En la recámara

Ahora que cazo…

¡Ni sé las veces que muero por echarme el rifle al hombro y descargar mis frustraciones todas, contra la ladera, inmisericorde, de la montaña! Ni recuerdo las ocasiones, ¡tantas!, en las que confundí sueño con ilusión, y ambos con la realidad, tratando de abstraerme de la fatiga que hace pesar la vida…

 

 

El verano, me gusta el calor, es para mí, tiempo de pensares calmos. Al son de olas azules, batido, más que mecido, por un levante, más tarifeño que otoñal, más de mi Atlántico que del Mediterráneo de Juan Manuel, las tardes dormían, sudorosas, a la sombra de la resina, con olor a piñón, que resbalaba por las ariscas cortezas de los pinos colgados del sur, perdidos allá, entre Barbate y Trafalgar…

 

¡Ah…!, cómo recuerdo esos pinares de verdes pinochas, esos azules de mar… esa vastedad de pinos, interminable, que andábamos, de ida y vuelta, en las tardes imposibles de aquellos septiembres lejanos… cuando el calor del sol dejaba de aplastarte contra el suelo, cuando el frescor de un crepúsculo, por llegar, nos dejaba respirar… sin sentir el arder en los pulmones.

 

Solíamos ir los tres: Manuel, Luis y yo. Sin perdernos la vista, a la mano, echábamos a caminar batiendo el lentisco y el pino. La tórtola, entonces muy abundante, hoy escasa y siempre esquiva y retadora, dejaba su descanso en la rama y se descolgaba, regateando al viento y, la mayoría de las veces, al plomo de nuestras escopetas… marchaba entonces, libre, rumbo a África, despidiéndonos frustrados, enseñándonos a querer el fracaso… Pero, cuando acertábamos… cuando la paloma caía echa un taco… ¡Amigo!, entonces… entonces se empezaba a escribir la historia, nuestra historia, la misma que comenzó a escribirse hace cientos de miles de años, cuando el hombre empezaba a serlo, cuando los genes cazadores saltaron de nuestros ancestros primigenios, quienes quiera que fuesen, a lo más profundo del ADN que nos hace ser quien y como somos, cuando, en el origen de nuestro tiempo, nos consolidamos como predadores, nuestra irrenunciable esencia, porque lo demás… ¡lo demás es plástico!

 

Cuándo los problemas se me echan encima y no puedo voltearlos, cuando el gris tiñe más fuerte que el azul, cuando lo que escucho son ruidos en lugar de los sonidos del bosque, el ulular del viento en la montaña o la cháchara indescriptible, única y entrañable de la jungla… entonces… ¡sí me siento perdido!, incómodo y, tal vez, débil… muy débil, porque no soy de ese mundo que me quiere suyo, no… no lo soy… ni quiero serlo.

 

Cuando cazo, cuando recojo los visillos que me ‘separan’ de mi mundo y puedo abstraerme de lo que no necesito, recupero, entonces, mis adentros, percibo, aguda, la capacidad de mis sentidos revividos, ansiosos por… cazar.

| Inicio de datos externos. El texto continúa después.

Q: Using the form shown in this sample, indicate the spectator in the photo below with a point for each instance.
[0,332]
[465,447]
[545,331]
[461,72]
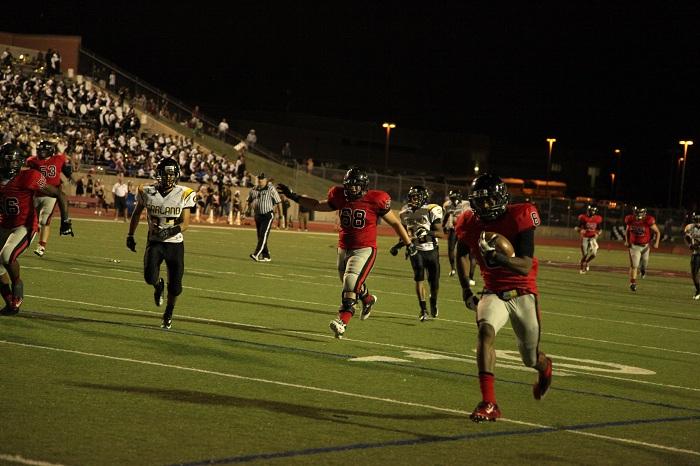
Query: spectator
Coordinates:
[120,191]
[223,129]
[251,139]
[287,152]
[309,165]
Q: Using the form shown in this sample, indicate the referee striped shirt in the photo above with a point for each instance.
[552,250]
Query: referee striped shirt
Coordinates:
[263,200]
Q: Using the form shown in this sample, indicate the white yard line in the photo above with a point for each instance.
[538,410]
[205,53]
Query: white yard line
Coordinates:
[341,393]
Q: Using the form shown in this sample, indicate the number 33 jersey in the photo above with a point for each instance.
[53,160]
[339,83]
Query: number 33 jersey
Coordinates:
[358,218]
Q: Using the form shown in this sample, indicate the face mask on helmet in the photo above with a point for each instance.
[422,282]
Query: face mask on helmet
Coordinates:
[489,197]
[45,149]
[355,184]
[417,196]
[167,174]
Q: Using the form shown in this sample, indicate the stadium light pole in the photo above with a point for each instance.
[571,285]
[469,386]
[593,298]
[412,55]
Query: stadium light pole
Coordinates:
[388,127]
[615,176]
[551,142]
[685,145]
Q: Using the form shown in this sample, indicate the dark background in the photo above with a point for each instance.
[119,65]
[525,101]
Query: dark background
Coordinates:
[594,75]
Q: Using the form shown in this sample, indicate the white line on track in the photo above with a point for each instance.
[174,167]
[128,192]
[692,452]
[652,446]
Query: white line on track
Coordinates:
[342,393]
[366,342]
[21,460]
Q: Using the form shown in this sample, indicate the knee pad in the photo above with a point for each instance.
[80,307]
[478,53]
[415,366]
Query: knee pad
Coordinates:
[174,289]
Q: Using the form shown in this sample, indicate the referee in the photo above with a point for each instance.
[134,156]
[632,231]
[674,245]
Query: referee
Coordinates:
[261,201]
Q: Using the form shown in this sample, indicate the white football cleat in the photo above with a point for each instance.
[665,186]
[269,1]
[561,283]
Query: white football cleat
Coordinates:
[338,327]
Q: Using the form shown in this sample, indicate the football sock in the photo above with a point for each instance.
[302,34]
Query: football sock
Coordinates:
[345,316]
[486,381]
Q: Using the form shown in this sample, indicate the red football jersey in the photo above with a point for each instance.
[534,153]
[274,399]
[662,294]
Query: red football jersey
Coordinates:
[589,225]
[639,230]
[517,218]
[17,200]
[358,218]
[51,167]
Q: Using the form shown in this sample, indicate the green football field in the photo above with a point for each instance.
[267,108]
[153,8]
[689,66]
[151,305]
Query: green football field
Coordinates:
[250,371]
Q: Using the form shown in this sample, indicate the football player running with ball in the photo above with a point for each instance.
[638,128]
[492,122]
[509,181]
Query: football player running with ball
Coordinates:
[423,221]
[691,236]
[168,207]
[510,291]
[640,225]
[358,208]
[18,219]
[589,229]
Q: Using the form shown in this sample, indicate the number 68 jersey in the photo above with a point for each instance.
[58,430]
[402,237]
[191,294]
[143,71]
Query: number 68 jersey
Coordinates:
[164,211]
[358,217]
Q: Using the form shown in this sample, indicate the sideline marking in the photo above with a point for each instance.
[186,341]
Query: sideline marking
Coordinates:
[353,395]
[503,365]
[22,460]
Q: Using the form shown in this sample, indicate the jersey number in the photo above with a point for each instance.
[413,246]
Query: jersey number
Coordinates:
[352,218]
[49,171]
[9,206]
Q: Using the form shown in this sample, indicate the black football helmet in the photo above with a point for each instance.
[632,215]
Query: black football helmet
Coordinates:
[640,212]
[12,158]
[355,183]
[489,197]
[167,173]
[418,196]
[45,149]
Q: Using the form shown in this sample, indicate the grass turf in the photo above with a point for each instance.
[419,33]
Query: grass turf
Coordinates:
[250,372]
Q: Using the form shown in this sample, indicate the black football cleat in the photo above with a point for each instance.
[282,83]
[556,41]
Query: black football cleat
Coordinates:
[158,293]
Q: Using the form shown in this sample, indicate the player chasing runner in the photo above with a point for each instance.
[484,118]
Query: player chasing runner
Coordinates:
[423,220]
[691,236]
[510,284]
[638,235]
[589,229]
[168,207]
[359,209]
[18,219]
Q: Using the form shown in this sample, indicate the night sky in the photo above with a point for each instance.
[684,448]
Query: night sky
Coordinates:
[594,75]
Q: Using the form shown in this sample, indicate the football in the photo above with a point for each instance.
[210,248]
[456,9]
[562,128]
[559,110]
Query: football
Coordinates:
[500,242]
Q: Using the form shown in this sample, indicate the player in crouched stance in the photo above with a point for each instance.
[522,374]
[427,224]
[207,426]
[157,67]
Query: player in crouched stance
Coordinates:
[358,208]
[168,207]
[510,291]
[18,219]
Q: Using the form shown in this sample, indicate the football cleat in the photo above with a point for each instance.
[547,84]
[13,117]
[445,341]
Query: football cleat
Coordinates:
[544,380]
[158,293]
[367,306]
[338,327]
[485,411]
[167,320]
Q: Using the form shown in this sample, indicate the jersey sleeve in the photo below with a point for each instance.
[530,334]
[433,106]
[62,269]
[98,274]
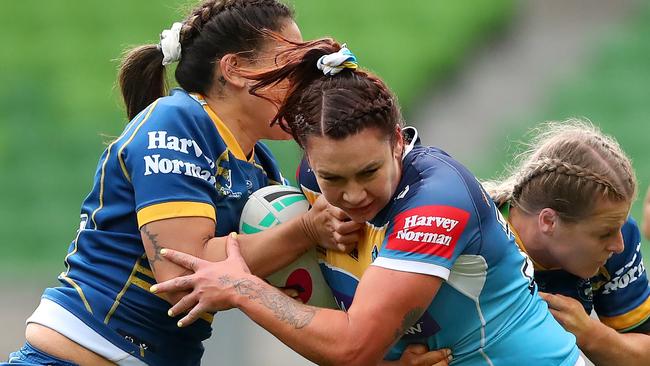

Oído, vista, olfato y tacto parecen reencontrar la sutileza que conocieron cuando mis antepasados dependían de ellos para seguir vivos o, por el contrario, morir…  

 

Ahora, que cazo… cuando cazo, sí me encuentro conmigo, con mis raíces. Tropiezo con mis debilidades, reniego ante lo inalcanzable, caigo ante mi impotencia, grito ante mis fracasos… pero, eso sí, soy y me siento yo, sólo yo… y ella… ¡claro! Ella, porque sin ella, nunca podría sentirme lo completo que me necesito para seguir adelante, para asumir mis impotencias, para reemprender, cada día, un rececho que, a veces, se hace muy duro, demasiado duro. Ella, la caza, siempre en mí.

 

Ahora que cazo, regresan a mi memoria aquellos recuerdos de mi infancia primera, cuando mi papá comenzó a enseñarme a sentir la pasión que hoy me puede.

 

Ahora que cazo, vuelven algunos recuerdos olvidados de amigos escondidos, con los que cacé, con los que, por tanto, viví… aunque ellos ya no estén. Siento renacer, en algún lugar reservado de mis rincones, vivencias que me hicieron ser la persona que soy, experiencias que modelaron mi carácter, sensaciones que me mostraron facetas desconocidas de un mundo conocido.

 

Ahora que cazo, me siento más persona, más y mejor humano, más débil y mucho más humilde. Ahora que cazo, aprendo de los animales que persigo, lo que no aprendí de los hombres que me acogieron: instinto, fortaleza y determinación… ahora que cazo.